Grandfather Alvin D. Todd

Thirty years ago, April 27, 1988, Alvin D. Todd died.

Zura and Alvin Todd in 1959 with dahlais
Zura and Alvin Todd in 1959

Here’s a history of my grandfather written in 2010 by O’Nell (Todd) Brown:

ALVIN TODD 8/6/1902 – 4/27/1988

Starting 1929 as a truck farmer in Gaddistown, Georgia, and marketing about 10 varieties of dahlia tubers, gifts from his mother-in-law, the money from which he paid his property taxes, Alvin Todd built a dahlia farming business. By 1970 the dahlia farm, nicknamed “Lost Hollow”, was growing 55,000 dahlia tubers, representing over 500 varieties, that were being shipped to customers all over the U.S.A., Canada, England, Germany, Holland, and Formosa. Of those 500 varieties, 150 were developed, propagated, and named by Alvin.

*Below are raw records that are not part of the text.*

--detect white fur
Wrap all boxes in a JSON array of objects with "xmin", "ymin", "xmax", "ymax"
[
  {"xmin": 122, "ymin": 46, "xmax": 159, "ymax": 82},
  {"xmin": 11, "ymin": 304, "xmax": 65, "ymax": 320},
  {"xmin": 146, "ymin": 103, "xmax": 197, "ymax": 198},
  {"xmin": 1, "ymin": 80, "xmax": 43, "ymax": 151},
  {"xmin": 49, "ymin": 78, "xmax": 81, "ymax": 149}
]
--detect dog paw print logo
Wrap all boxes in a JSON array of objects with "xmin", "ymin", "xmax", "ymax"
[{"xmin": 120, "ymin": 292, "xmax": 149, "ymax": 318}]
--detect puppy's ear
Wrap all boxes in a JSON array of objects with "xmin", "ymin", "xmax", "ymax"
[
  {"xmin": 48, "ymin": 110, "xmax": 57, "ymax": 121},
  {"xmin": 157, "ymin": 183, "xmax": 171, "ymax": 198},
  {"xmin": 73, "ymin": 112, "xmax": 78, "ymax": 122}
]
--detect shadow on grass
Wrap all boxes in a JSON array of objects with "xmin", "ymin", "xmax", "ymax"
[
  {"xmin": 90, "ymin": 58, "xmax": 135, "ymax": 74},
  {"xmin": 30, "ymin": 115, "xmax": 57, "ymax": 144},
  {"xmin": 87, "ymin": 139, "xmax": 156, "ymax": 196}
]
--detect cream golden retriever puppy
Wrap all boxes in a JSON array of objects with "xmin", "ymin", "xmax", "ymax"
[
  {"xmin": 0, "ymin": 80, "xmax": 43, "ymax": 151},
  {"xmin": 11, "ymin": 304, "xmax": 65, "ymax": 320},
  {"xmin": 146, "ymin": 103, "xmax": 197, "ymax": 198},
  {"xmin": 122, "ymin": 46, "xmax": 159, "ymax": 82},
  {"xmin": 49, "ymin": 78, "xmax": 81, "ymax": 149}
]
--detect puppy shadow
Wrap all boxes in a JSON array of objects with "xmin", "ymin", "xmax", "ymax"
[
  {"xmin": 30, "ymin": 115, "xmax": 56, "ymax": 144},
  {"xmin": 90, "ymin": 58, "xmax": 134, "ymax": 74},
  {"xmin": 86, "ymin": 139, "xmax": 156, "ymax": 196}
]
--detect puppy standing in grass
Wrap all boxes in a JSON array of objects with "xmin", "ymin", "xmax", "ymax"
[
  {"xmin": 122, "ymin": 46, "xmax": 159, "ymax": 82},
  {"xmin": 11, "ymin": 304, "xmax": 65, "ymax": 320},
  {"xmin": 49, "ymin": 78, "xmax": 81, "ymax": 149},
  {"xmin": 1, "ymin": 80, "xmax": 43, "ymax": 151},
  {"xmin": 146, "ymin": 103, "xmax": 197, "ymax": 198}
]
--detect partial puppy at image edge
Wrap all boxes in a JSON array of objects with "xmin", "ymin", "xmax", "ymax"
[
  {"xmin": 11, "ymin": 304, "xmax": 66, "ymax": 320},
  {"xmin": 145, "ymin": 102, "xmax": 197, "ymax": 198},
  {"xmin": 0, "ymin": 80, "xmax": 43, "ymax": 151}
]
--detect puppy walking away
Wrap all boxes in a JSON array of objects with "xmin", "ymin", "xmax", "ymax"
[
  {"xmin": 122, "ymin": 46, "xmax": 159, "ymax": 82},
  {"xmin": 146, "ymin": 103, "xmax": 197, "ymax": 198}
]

Alvin’s dahlia farm was a family business in which each member, his wife, Zura, and six children, was involved. It was year round work: Spring was spent planting tubers and shipping orders to customers. Summer they worked the crop. Fall they harvested the crop, digging and storing the tubers. Winter they separated the clumps of tubers. Keeping each plant correctly labeled throughout the entire life cycle of the tuber was a very important concern.

Marketing the dahlias was a year round endeavor too. Catalogs and price lists were developed and sent to customers; ads were placed in magazines and farm journals like the “Progressive Farmer”. The farm was open to the public and people came from around the world to tour it and place orders. They had heard about the farm from former customers and from articles in periodicals, travel guides, and newspapers like “The Atlanta Journal/Constitution “. Alvin regularly took part in the annual Hiawassee Fair, took tubers to Richs’ Curb Market in Atlanta, and blooms to Lennox Square. By displaying his dahlia blooms along with their labels, people could see exactly what they were ordering.

Many of Alvin Todd’s 150 hybridized and named dahlia tubers are still being sold by dahlia farms in the U.S. and Holland. Some of the notables for which he named dahlias were Martha Berry, Byron Herbert Reece, Dr. Louis D. Newton, Herbert Tabor, Mary Lane, Kenneth Rogers, and Betty Talmadge.